In ultima istanza, la fede deve necessariamente poggiare su se stessa. In verità credere significa appunto osare un nuovo inizio; ma certo si può condurre ad autentici inizi, ma non li si può dimostrare con prove. Vi giunge solo chi li attua. Questo inizio significa entrare in una esistenza nuova e santa – ma questa esistenza come potrebbe costringere colui che non si trova in essa, anzi la respinge, ad ammettere che essa sussiste ed è nel giusto? Essa può solo esserci, affermarsi e per il resto attendere il Giudizio […]

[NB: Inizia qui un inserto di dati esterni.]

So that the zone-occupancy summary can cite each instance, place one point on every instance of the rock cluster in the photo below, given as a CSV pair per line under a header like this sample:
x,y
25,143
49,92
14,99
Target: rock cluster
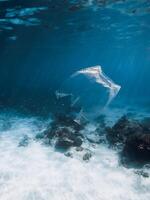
x,y
133,139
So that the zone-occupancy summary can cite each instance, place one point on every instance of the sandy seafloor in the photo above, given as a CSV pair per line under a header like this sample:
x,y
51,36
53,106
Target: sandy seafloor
x,y
38,172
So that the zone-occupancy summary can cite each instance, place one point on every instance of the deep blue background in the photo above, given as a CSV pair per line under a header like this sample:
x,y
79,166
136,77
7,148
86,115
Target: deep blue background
x,y
37,62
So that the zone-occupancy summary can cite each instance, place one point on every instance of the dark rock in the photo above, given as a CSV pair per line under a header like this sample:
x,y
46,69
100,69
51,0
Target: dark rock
x,y
66,139
87,156
122,130
146,122
137,148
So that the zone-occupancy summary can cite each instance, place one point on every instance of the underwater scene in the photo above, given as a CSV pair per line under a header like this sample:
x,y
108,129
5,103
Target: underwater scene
x,y
75,99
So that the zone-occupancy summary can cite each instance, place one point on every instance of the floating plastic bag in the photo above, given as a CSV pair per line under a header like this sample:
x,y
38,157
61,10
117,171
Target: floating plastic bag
x,y
90,90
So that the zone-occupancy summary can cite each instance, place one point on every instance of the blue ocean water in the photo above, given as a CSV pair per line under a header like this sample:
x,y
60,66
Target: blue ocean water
x,y
48,47
44,42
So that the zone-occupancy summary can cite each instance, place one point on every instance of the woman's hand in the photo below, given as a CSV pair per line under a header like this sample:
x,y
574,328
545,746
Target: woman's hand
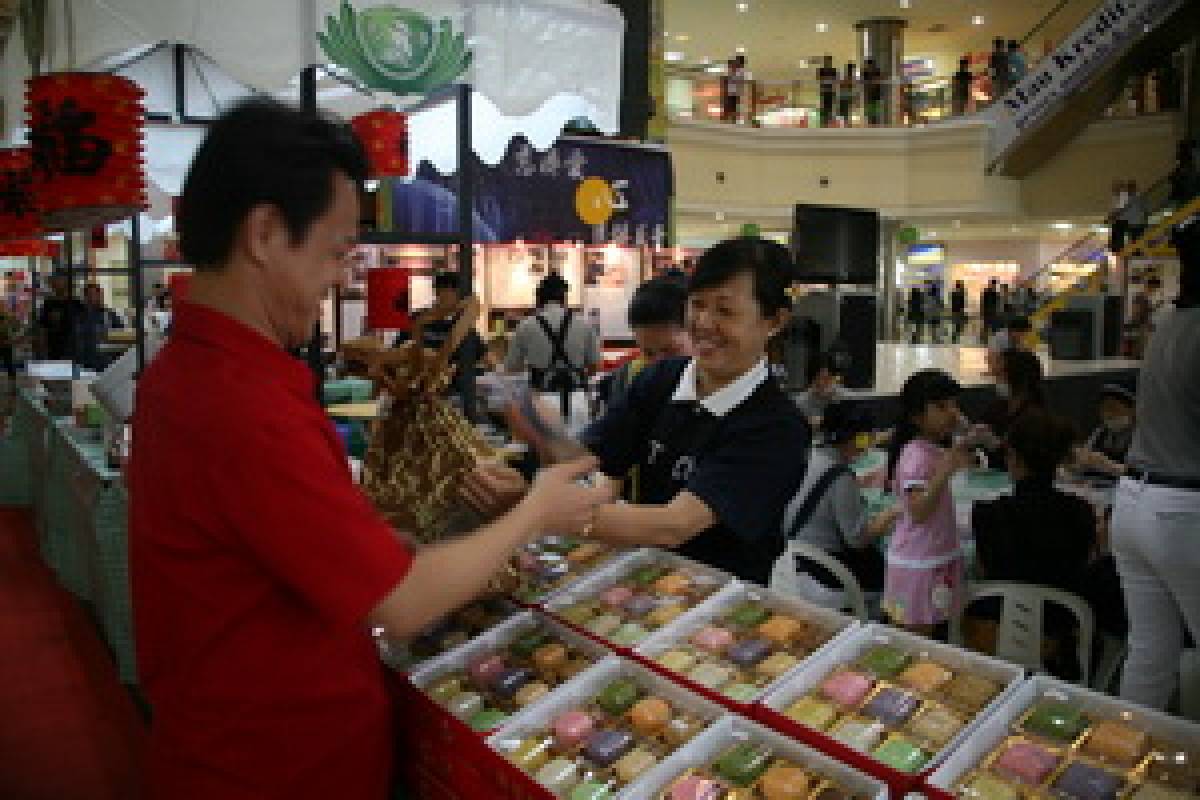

Tuttavia c’è qualcosa nella coscienza cristiana che può rendere chiaro a chi vuol vedere ciò che in realtà avviene. Nella misura in cui l’uomo diviene credente, lascia che la realtà del Dio vivo si faccia valere in lui stesso, e si sottopone alla sua volontà; egli si fa libero da se stesso. Non nel senso che vada crescendo nell’approfondimento di sé o da quella profondità veda le cose in modo più giusto, sia in grado di giudicare le cose esterne movendo da un’interiorità psichica conquistata, o la sfera psichica a partire da una spiritualità approfondita; in lui invece sorge ciò che altrimenti non può nascere affatto: l’autentico punto dì’Archimede, poggiando sul quale è in grado di sottoporre a giudizio se stesso nella sua totalità.
Nella misura in cui l’uomo realizza l’interiorità cristiana, fa entrare se stesso nel proprio sguardo e diviene capace di autoconoscenza cristiana. Questa – sempre parlando in linea di principio e senza con ciò voler dire alcunché sui singoli cristiani – ha una chiaroveggenza, una profondità di sondaggio, un’inesorabilità e un’energia rinnovatrice creativa quali mai altrove esistono. Essa è in grado di compiere quanto altrimenti è impossibile, cioè d’abbracciare il proprio essere come totalità, di scoprire in modo oggettivo il proprio io e di giudicarlo. Ciò riesce solo perché qui non è unicamente l’io umano a giudicare sé medesimo, perché non è solo il dato di fatto psicologico della divisione tra io che osserva ed io osservato a compiersi e approfondirsi, ma perché il credente riceve partecipazione allo sguardo di Dio su di lui, sull’uomo.
L’autoconoscenza cristiana dell’uomo è l’associazione all’attuarsi dello sguardo di Dio su di lui, una compartecipazione donata per grazia. Pertanto – in linea di principio, e nella misura in cui si compia con serietà – non le rimane sottratto nulla: nessun resto dell’io più celato”.